= Atlantic semi-deciduous forests =

Ecoregion in Brazil

The Atlantic semi-deciduous forests, also known as the Atlantic interior forests, are a belt of tropical moist broadleaf forests that are part of the Atlantic Forests complex of eastern Brazil. The semi-deciduous forests form a transitional zone between the humid Atlantic moist forests which lie near the Atlantic coast, and the drier Caatinga shrublands, Atlantic dry forests, and Cerrado savannas of the interior.
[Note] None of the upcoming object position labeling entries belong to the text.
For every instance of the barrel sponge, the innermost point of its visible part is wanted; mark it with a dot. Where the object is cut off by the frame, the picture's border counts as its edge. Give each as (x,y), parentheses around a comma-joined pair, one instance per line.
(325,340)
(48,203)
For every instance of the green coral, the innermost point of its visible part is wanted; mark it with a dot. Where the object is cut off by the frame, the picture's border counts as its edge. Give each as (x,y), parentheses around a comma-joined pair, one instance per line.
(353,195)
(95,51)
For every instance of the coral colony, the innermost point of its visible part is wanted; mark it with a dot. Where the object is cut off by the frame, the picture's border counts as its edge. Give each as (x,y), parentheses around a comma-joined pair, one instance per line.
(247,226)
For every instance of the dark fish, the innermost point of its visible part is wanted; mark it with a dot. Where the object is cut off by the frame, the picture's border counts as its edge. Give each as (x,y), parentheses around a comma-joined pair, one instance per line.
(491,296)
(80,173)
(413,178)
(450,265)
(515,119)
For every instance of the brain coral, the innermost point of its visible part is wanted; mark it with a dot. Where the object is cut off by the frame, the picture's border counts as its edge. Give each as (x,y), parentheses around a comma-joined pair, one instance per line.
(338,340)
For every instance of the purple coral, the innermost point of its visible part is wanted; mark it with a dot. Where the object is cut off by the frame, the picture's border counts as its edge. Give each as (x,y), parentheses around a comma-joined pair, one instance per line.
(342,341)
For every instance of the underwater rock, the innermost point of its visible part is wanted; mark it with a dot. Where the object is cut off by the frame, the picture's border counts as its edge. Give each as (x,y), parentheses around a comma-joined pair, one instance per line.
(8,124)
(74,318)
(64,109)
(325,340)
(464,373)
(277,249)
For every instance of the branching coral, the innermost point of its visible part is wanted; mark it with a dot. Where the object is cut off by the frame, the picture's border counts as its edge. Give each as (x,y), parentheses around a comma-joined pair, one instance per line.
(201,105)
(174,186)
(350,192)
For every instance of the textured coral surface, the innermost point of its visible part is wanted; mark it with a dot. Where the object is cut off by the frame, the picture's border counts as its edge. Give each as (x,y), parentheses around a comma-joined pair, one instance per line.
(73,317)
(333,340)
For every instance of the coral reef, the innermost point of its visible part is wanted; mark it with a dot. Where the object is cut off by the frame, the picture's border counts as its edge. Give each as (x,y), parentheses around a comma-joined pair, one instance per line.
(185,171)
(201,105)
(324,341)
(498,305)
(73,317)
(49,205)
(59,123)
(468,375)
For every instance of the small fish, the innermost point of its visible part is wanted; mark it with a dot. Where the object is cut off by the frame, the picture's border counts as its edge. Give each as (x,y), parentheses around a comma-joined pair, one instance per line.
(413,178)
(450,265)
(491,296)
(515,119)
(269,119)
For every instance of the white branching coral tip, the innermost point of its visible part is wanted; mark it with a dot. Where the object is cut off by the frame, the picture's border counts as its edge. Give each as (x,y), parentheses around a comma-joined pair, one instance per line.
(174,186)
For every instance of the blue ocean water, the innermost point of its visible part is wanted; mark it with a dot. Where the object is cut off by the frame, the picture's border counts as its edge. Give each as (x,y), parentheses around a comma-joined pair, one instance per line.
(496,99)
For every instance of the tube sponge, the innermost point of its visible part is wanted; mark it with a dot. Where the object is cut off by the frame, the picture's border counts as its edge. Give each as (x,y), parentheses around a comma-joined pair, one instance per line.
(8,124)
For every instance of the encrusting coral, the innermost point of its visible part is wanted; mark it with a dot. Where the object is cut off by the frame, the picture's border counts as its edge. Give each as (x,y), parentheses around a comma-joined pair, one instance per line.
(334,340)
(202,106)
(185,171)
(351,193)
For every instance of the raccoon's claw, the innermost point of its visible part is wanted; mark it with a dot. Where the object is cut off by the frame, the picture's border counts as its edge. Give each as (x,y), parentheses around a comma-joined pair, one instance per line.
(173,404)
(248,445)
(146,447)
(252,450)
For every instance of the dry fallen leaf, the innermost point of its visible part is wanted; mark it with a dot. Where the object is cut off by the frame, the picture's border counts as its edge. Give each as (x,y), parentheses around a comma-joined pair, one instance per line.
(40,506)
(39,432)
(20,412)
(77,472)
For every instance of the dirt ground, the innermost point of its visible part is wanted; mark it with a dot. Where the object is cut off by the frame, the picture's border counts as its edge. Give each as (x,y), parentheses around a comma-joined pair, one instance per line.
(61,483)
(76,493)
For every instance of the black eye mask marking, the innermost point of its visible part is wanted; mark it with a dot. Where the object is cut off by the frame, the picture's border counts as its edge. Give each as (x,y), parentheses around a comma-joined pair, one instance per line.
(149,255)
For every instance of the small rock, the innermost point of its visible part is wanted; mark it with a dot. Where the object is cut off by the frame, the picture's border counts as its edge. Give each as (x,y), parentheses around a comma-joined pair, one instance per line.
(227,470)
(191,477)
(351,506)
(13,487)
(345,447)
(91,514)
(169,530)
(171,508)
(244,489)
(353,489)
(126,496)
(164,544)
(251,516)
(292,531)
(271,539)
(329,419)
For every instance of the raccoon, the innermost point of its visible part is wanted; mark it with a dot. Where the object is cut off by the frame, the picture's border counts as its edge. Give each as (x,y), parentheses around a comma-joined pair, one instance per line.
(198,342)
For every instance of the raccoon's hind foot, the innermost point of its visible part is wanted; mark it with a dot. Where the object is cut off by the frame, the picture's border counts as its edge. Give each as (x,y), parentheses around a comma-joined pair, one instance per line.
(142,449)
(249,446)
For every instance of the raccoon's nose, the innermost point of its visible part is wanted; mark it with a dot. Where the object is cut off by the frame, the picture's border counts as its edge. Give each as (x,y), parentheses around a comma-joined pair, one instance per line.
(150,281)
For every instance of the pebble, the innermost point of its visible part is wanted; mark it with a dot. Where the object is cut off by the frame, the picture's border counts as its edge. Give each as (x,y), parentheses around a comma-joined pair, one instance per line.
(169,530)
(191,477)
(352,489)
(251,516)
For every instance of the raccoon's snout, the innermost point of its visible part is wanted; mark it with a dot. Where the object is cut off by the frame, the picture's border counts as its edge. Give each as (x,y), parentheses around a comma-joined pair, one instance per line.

The World Wildlife Fund divides the semi-deciduous forests into three distinct ecoregions. The Pernambuco interior forests lie west of the Pernambuco coastal forests in Rio Grande do Norte, Paraíba, Pernambuco, Alagoas, and Sergipe states. The Bahia interior forests lie west of the Bahia coastal forests in Bahia, Minas Gerais, and Espírito Santo states. The Alto Paraná Atlantic forests lie inland from the Serra do Mar coastal forests, extending inland across the Brazilian states of Rio de Janeiro, Minas Gerais, São Paulo, Goiás, Mato Grosso do Sul, Paraná, Santa Catarina, and Rio Grande do Sul, the Argentinian province of Misiones, and eastern Paraguay.